I mean, I’m not even bummed! Life has gotten very busy, but I have about 10 old standbys in multiple genres. When time allows, I can get tons of enjoyment out of them.
I look forward to playing them years into the future and don’t feel limited. It’s rare that a new game piques my interest and rarer that it hits my “list”
Well, they’re a game developer. And they own GOG. GOG as a subsidiary is a digital distributor of prepackaged digital content. Developing a system that allows people to find a digital item, pay for it, and then download it, is hilariously, vastly different than developing a compatibility layer for games developed for one operating system to run on another. Like…the former is straight up just basic web development. The latter is hardcore systems programming. They are worlds apart.
The ship has sailed about 4 times now, gog galaxy on Linux has constantly been at the top of requests but we made a stinky about the Witcher 2 so gog and epic will forever hold the community as not worth it. Now the community has done the leg work they have no reason to mess about with translating all those .net calls
I used to support them but when they opened the floodgates to trash games I didn’t get much reason to stick around. I miss and crave curation over volume. If both stores have heaps of garbage and steam has far better Linux support with valve actively contributing to and improving the Linux ecosystem… I’m going steam most of the time now.

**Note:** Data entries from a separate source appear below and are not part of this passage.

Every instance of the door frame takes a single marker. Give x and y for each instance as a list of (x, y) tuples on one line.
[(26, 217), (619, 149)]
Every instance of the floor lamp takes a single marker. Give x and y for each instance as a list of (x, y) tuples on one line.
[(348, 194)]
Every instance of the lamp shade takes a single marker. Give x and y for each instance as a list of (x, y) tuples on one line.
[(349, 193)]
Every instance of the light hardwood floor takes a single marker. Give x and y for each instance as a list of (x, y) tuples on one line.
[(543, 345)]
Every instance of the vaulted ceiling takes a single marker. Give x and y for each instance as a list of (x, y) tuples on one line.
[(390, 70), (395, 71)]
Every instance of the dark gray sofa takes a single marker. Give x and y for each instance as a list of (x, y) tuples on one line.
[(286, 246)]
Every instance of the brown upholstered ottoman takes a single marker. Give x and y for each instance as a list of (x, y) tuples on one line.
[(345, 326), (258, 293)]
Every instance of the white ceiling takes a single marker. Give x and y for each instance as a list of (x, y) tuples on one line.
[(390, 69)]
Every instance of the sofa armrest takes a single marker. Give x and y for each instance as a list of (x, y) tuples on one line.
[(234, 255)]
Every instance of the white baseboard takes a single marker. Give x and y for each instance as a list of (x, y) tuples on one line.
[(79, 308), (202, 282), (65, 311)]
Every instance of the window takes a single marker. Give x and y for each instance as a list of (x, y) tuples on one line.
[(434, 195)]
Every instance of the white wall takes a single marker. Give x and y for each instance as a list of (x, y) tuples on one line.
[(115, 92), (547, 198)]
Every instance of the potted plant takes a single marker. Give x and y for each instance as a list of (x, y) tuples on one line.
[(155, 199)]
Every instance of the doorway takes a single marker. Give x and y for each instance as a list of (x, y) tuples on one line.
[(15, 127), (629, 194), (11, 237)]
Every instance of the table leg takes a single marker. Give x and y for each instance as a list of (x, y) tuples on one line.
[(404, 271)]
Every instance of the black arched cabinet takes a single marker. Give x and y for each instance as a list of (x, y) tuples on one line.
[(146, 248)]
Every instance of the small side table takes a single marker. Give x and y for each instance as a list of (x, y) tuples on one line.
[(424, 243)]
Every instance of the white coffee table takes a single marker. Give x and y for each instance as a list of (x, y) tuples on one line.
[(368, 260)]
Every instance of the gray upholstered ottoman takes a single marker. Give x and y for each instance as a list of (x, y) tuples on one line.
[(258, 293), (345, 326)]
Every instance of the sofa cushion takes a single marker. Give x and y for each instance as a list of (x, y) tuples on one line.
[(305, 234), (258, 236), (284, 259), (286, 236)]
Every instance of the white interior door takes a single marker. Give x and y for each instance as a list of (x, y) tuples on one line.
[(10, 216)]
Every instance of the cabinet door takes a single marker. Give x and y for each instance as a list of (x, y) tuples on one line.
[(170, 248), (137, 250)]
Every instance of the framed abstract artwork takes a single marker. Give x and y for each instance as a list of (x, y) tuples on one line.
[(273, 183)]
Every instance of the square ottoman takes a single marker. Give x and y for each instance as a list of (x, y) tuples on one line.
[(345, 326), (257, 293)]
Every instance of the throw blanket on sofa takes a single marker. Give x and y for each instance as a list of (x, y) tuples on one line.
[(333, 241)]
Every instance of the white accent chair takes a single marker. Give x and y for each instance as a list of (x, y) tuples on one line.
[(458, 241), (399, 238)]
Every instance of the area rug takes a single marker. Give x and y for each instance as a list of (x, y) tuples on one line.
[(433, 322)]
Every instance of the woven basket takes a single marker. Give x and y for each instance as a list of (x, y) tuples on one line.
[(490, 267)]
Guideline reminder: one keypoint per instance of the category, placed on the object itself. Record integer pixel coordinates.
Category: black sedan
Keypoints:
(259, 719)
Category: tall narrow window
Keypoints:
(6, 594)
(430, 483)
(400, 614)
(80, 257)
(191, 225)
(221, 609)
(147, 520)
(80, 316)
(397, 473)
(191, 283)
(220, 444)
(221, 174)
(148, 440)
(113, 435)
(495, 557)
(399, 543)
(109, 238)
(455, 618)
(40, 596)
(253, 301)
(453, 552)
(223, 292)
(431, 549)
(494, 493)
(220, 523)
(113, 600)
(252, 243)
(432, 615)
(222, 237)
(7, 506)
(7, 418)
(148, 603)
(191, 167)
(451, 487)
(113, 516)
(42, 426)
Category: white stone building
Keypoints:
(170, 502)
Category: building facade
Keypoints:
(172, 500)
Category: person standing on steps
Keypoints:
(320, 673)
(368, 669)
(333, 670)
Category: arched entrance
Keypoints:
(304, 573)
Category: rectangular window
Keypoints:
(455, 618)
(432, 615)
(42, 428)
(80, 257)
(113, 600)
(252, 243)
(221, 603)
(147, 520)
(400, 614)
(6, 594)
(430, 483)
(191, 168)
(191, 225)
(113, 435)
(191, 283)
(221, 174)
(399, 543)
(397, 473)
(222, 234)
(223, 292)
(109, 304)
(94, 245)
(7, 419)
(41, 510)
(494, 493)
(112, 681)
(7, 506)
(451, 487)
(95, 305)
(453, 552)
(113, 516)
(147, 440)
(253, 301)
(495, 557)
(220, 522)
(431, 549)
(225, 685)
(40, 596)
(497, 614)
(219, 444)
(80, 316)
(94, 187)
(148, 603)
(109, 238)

Sad as in theory I would support gog more but it seems like they’ve discarded what made them special.
Im wondering how does the excess amount of games offered by a store affect your experience. How would you even notice that?
And - that they were a more closed store was what made them special?
Then I think of GOG I think about licencing, how I actually own a game purchased, how I have a key for it, how I’ll still own that game even of GOG stops existing. Thats not true for any of the other stores (outside of physical copies if some sell them, idk).
I notice it because the signal drowns out the noise. It’s so hard to browse or find interesting new games made by passionate devs because so much low-effort barely-games and hentai visual novels flood it all out.
I’m all for adult sex games but jfc it’s just sad how awful and unending their presence is.
Well thankfully Gabe has lost a ton of weight in recent years. Man is looking absolutely svelte these days. Here’s hoping he has many more years of good health.
I’m also guessing he’ll hand pick a successor that will carry on his views, instead of dying in office and having some kind of CEO election free-for-all.
I think Gabe has been getting healthy lately. Last picture I saw of him he was looking like he lost a lot of weight. Maybe repost this in 10 years and then we can panic.